In Artikel 1 des Gesetzes werden die Begriffe „Gewalt und Belästigung“ näher bestimmt. Sie werden verstanden als „Bandbreite von inakzeptablen Verhaltensweisen und Praktiken oder deren Androhung, gleich ob es sich um ein einmaliges oder ein wiederholtes Vorkommnis handelt, die auf physischen, psychischen, sexuellen oder wirtschaftlichen Schaden abzielen, diesen zur Folge haben oder wahrscheinlich zur Folge haben, und umfasst auch geschlechtsspezifische Gewalt und Belästigung“ (BMAS 2023). Kommen diese Verhaltensweisen gegenüber einer Person wiederholt und andauernd vor, spricht man auch von Mobbing (Einarsen et al. 2020, S. 26) oder auch von Bossing, wenn das inakzeptable Verhalten von der/dem Vorgesetzten ausgeht (Lange et al. 2018). Die Konvention geht aber darüber hinaus.

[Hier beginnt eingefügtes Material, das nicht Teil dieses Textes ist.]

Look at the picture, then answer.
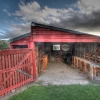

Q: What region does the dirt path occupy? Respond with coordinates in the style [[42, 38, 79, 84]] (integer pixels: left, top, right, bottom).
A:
[[38, 63, 89, 85]]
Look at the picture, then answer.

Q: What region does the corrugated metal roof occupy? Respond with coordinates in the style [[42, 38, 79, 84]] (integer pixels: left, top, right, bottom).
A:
[[31, 22, 100, 37], [9, 33, 30, 42], [9, 22, 100, 42]]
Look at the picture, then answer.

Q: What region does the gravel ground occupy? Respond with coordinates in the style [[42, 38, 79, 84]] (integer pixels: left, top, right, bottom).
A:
[[0, 62, 89, 100], [38, 62, 89, 85]]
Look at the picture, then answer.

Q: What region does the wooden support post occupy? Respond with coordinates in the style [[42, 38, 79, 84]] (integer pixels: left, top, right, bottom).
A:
[[29, 42, 36, 81], [73, 57, 75, 67], [84, 44, 86, 59], [76, 59, 78, 68], [90, 66, 93, 80], [93, 68, 96, 76], [84, 62, 87, 75], [80, 60, 82, 71]]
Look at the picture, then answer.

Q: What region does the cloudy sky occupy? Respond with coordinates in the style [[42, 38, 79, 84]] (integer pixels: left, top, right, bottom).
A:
[[0, 0, 100, 39]]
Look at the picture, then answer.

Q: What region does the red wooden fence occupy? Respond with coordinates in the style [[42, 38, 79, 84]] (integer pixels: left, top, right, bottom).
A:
[[0, 49, 33, 96]]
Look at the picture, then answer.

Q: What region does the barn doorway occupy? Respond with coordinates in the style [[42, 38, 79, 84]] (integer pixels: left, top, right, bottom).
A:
[[35, 42, 75, 75]]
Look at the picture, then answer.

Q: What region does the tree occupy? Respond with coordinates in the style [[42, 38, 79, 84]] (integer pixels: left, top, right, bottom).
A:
[[0, 40, 10, 50]]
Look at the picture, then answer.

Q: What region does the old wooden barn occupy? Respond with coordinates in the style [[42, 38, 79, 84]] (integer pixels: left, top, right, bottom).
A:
[[0, 22, 100, 93]]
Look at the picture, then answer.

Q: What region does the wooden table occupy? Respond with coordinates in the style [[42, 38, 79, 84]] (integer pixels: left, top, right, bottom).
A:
[[73, 56, 100, 80]]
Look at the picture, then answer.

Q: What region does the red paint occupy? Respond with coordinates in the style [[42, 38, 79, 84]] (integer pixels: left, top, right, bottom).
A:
[[10, 26, 100, 85], [0, 49, 34, 96]]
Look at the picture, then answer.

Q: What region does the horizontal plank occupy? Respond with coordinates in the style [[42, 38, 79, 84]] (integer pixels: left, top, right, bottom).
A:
[[0, 49, 32, 56]]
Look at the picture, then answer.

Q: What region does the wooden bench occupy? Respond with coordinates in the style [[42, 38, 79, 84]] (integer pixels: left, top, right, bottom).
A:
[[73, 56, 100, 80]]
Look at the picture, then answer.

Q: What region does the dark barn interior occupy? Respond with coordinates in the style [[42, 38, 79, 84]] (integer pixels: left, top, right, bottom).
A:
[[35, 42, 100, 75]]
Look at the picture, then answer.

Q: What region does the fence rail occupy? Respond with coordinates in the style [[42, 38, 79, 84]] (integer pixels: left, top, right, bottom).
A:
[[0, 49, 33, 95]]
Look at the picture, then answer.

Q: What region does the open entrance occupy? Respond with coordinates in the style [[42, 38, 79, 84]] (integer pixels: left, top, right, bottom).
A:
[[35, 42, 100, 84], [35, 42, 75, 75]]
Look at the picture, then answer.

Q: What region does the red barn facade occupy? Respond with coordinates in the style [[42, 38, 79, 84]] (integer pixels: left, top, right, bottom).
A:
[[10, 22, 100, 80]]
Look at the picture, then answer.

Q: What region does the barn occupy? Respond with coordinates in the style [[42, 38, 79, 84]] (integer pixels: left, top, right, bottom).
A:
[[10, 22, 100, 81]]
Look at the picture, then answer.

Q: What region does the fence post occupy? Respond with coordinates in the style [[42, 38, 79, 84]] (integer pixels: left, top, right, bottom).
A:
[[29, 41, 36, 81]]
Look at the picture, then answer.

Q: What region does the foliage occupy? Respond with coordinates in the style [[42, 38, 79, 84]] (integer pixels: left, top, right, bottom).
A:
[[9, 85, 100, 100], [0, 40, 10, 50]]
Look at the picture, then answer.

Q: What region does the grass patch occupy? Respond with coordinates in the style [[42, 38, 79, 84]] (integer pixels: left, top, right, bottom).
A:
[[9, 85, 100, 100]]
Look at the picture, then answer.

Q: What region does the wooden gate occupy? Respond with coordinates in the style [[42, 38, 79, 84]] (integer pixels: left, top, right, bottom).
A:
[[0, 49, 33, 96]]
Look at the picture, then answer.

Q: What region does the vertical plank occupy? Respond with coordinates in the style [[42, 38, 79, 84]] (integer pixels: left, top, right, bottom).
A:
[[84, 62, 87, 75], [90, 65, 93, 80], [80, 60, 82, 71]]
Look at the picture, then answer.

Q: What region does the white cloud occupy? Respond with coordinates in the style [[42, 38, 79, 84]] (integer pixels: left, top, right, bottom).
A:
[[3, 0, 100, 37], [3, 9, 12, 16]]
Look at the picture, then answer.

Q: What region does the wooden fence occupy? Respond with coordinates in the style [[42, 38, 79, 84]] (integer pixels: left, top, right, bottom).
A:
[[0, 49, 33, 96]]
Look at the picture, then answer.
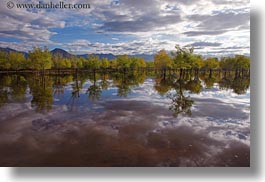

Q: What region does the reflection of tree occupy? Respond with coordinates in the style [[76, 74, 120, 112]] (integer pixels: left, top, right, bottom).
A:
[[87, 72, 102, 101], [113, 70, 146, 97], [219, 74, 250, 95], [0, 88, 8, 107], [231, 78, 250, 94], [154, 78, 172, 95], [29, 76, 53, 112], [0, 75, 27, 106], [53, 75, 73, 95], [186, 79, 203, 94], [11, 75, 27, 102], [168, 80, 194, 117], [100, 73, 110, 90]]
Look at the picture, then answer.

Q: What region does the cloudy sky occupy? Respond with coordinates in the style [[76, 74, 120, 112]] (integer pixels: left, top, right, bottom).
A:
[[0, 0, 250, 56]]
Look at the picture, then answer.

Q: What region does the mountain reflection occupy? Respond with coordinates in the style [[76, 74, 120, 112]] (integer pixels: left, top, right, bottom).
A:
[[0, 71, 250, 117]]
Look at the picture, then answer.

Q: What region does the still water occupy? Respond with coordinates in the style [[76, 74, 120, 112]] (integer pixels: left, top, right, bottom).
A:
[[0, 72, 250, 166]]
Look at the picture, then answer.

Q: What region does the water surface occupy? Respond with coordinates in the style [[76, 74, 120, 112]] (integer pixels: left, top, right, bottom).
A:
[[0, 72, 250, 166]]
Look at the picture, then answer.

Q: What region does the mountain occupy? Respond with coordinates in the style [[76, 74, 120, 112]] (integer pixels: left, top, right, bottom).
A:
[[0, 47, 28, 57], [0, 47, 154, 61], [132, 54, 154, 61], [77, 54, 116, 60]]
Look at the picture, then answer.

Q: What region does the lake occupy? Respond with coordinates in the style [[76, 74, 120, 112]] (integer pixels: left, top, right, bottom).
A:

Einarsen, Ståle Valvatne, Helge Hoel, Dieter Zapf, and Cary L Cooper. Bullying and Harassment in the Workplace: Theory, Research and Practice. Milton: CRC Press, 2020.
Zapf, Dieter. Mobbing in Organisationen. Ein Überblick zum Stand der Forschung. Zeitschrift für Arbeits- und Organisationspsychologie 43 (1999): 1–25.